Published on March 28, 2005 at 3:05 PM · No Comments

There is currently no cure for liver cirrhosis and a patient's only hope of survival is to receive a liver transplant.

The Edinburgh scientists from the University's Centre for Inflammation Research, in collaboration with colleagues from the University of Southampton and Cincinnati, Ohio have, for the first time, identified two separate populations of immune cells --macrophages--in the liver. One group of macrophages causes scarring to the liver, but the next wave of immune cells, produced only a few days later, change function to break down and reabsorb the scarring.

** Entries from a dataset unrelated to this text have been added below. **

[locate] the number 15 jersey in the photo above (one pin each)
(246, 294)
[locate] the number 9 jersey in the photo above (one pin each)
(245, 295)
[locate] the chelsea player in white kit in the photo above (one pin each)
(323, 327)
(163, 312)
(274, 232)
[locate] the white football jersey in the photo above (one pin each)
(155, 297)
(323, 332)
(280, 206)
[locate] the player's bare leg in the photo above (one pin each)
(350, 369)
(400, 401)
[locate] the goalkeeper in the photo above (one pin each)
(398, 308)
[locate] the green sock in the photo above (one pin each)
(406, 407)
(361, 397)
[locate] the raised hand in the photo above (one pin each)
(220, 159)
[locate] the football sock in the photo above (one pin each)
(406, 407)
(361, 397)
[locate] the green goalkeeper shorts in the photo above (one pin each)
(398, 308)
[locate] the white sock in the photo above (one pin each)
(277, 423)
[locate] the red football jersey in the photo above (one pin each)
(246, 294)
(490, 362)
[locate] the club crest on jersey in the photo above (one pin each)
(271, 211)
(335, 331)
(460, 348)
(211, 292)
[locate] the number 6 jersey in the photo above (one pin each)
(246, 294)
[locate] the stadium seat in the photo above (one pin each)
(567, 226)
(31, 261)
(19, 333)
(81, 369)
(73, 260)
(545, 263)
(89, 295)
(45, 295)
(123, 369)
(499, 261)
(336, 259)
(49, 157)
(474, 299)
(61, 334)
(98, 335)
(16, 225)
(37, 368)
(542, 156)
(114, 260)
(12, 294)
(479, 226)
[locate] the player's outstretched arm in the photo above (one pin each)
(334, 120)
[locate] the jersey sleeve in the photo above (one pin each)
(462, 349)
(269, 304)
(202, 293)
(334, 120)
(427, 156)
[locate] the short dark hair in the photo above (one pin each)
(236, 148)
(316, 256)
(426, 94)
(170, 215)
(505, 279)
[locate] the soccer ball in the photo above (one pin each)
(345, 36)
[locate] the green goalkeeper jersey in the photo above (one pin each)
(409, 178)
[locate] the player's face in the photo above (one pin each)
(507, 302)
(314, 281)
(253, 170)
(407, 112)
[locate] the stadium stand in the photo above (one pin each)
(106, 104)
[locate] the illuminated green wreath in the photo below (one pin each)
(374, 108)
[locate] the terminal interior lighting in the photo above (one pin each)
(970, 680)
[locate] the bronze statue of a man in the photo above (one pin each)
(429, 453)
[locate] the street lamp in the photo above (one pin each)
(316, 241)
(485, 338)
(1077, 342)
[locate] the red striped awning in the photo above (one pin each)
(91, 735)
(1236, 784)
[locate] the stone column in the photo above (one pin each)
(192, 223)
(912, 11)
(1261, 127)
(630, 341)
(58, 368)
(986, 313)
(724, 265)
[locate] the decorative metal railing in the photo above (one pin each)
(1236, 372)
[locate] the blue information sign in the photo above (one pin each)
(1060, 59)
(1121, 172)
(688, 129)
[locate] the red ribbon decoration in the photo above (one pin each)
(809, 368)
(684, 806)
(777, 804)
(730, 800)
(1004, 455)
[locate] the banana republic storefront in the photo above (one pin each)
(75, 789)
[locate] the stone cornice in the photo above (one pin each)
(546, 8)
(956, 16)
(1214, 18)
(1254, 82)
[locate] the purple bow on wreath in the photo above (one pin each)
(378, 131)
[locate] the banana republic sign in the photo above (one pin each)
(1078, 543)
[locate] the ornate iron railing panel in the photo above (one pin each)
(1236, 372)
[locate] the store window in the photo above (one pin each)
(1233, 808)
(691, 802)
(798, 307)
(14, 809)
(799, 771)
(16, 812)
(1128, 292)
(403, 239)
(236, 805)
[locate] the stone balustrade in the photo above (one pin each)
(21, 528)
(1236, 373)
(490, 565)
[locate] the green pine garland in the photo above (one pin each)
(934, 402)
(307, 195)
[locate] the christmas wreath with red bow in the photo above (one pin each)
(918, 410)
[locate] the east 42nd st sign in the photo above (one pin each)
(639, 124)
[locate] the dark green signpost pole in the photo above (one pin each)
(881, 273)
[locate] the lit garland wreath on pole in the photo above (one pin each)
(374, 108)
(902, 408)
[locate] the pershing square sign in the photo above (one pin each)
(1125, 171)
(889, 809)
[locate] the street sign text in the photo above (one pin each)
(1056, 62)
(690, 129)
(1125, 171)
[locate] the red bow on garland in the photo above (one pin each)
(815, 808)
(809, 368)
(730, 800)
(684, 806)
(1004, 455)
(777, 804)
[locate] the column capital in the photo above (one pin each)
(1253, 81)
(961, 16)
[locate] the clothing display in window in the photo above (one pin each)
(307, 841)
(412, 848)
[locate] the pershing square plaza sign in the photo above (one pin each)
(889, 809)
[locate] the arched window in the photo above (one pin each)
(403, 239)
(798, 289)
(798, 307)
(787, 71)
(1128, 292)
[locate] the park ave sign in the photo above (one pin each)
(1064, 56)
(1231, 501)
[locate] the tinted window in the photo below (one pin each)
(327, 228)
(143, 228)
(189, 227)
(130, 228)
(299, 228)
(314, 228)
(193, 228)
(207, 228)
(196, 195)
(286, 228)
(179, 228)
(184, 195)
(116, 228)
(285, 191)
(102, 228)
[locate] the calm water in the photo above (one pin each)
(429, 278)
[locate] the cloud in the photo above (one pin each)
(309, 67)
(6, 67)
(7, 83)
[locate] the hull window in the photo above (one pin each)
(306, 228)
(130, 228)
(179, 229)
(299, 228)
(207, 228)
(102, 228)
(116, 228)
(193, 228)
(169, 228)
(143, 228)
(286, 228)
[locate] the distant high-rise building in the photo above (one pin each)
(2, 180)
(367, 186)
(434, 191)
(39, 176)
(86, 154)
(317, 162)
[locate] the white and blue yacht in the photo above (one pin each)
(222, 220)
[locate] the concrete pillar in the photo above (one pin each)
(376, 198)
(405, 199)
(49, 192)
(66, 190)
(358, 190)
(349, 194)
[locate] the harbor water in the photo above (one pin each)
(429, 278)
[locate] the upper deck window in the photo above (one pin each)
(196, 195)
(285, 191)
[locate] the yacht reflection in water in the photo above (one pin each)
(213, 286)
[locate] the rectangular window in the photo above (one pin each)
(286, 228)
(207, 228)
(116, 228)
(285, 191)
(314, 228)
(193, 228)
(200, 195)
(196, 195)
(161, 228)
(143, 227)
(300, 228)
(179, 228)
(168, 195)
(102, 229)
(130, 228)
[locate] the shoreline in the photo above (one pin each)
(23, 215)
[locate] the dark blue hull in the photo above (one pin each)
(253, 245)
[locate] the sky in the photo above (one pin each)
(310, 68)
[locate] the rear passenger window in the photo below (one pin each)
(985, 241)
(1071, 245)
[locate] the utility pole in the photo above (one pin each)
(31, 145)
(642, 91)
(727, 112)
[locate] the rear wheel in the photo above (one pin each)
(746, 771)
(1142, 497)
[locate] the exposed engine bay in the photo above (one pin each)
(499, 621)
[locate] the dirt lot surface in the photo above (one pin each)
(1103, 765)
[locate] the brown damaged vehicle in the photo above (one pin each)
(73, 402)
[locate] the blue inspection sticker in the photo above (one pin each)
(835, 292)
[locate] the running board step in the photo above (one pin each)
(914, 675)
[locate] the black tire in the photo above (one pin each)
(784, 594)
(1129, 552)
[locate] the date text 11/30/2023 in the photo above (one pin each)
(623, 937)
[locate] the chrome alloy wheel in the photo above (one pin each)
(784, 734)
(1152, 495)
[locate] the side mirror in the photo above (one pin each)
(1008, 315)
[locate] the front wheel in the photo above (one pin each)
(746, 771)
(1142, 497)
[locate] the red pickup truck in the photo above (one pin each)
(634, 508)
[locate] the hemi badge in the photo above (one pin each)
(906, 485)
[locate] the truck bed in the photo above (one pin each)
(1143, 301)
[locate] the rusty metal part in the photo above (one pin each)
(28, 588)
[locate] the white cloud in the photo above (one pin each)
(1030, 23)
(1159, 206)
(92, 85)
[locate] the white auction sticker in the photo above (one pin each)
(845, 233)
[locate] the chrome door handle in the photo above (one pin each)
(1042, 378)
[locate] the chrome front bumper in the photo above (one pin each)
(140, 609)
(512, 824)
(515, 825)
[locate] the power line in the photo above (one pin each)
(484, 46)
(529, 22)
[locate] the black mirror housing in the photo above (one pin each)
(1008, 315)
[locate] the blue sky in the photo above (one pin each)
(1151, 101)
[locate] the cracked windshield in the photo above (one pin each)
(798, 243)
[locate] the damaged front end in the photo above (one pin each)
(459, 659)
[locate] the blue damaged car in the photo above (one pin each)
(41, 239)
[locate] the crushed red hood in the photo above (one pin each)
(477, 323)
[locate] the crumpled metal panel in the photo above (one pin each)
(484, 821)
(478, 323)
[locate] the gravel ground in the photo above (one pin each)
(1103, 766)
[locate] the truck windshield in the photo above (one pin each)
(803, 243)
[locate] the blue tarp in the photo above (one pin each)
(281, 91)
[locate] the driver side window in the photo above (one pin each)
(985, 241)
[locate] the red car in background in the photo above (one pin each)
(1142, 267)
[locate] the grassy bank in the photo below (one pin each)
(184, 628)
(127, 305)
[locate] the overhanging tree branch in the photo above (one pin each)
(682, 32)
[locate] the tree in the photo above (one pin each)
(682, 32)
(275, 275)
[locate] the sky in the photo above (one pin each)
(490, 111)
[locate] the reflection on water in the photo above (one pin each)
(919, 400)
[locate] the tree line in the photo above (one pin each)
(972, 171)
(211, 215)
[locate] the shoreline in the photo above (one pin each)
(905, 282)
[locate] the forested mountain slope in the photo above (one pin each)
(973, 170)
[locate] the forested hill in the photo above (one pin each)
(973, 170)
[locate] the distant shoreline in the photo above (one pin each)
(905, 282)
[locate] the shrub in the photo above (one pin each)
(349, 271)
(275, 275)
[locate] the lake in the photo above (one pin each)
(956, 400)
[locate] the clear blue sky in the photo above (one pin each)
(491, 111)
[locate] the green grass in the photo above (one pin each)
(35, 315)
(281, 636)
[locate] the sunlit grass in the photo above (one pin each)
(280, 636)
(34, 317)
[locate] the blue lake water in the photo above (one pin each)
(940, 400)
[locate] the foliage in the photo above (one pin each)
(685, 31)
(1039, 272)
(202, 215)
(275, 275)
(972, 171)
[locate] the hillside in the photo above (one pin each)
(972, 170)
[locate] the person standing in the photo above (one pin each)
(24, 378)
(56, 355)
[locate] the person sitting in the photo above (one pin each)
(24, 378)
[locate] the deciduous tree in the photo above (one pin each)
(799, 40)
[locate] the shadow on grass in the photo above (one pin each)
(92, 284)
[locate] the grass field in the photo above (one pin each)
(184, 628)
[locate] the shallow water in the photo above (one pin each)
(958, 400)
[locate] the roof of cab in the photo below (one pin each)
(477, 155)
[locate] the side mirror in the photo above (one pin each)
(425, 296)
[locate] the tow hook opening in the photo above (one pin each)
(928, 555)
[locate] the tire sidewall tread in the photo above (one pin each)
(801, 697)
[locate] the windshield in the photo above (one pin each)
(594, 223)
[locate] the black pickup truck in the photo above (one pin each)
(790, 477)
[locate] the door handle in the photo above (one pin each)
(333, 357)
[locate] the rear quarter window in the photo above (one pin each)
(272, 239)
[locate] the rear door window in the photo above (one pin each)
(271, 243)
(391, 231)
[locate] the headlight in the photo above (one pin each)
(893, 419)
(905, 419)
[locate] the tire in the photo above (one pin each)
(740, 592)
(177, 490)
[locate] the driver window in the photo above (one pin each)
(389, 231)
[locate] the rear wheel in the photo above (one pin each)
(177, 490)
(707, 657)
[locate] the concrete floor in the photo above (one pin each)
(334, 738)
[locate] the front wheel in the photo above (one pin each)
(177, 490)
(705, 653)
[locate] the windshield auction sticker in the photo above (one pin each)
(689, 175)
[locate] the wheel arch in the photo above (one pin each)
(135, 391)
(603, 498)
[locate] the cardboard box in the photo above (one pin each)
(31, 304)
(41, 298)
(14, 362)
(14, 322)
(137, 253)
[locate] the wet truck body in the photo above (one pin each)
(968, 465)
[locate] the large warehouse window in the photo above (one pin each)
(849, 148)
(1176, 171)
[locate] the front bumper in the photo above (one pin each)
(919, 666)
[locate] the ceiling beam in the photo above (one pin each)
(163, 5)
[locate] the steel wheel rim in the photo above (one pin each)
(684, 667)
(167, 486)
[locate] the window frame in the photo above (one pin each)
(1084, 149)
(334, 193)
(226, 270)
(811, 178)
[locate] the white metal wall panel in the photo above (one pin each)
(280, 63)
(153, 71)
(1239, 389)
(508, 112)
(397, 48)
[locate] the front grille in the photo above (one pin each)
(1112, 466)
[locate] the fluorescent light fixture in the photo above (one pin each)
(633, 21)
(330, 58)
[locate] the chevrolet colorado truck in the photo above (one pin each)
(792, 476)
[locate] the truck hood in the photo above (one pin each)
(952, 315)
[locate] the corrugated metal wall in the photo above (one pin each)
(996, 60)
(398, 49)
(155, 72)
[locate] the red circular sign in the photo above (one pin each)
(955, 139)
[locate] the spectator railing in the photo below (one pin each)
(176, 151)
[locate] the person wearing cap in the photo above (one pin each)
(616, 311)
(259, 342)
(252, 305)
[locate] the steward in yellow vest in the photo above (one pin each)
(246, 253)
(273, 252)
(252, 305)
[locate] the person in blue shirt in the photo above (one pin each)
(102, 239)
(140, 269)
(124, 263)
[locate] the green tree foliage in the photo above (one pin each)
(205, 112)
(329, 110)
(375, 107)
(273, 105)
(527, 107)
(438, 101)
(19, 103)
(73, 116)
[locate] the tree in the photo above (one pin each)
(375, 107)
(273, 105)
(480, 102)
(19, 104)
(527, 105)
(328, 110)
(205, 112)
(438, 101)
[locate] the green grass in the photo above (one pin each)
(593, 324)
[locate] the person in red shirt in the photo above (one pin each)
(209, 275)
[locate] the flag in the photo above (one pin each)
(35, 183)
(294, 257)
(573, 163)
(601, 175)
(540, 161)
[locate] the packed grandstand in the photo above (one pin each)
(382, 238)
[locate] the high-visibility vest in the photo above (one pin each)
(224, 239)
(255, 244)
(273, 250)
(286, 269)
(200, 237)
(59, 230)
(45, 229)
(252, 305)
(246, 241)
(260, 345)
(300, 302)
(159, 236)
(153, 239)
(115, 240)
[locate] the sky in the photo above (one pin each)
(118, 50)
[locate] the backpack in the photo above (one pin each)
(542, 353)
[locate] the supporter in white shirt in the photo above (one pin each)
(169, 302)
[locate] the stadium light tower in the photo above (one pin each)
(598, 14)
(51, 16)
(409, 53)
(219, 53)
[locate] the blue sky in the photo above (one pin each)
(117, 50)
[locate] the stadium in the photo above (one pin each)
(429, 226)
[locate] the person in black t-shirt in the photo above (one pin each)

These findings, published in the January edition of Journal of Clinical Investigation, will help doctors to understand the mechanisms by which the liver is damaged and repaired and may lead to future treatments.

Researcher Dr Jeremy Duffield explained: "The links between the immune system, inflammation and scarring in the liver have not been well understood, and this has hindered progress in finding ways to prevent and repair liver damage. Now that we have shown how the macrophages work, we aim to find out how to create, activate and de-activate these cells to make them repair, rather than damage, liver tissue."

He added: "Cirrhosis, commonly, but not always, caused by alcohol consumption, can lead to liver failure. At a time when outcomes for other diseases, such as cancers and heart trouble, have made dramatic gains, liver damage --described as the new plague of the 21st century --has yet to be understood and in turn, to become treatable. More women in the UK now die of liver failure than do of cancer of the cervix.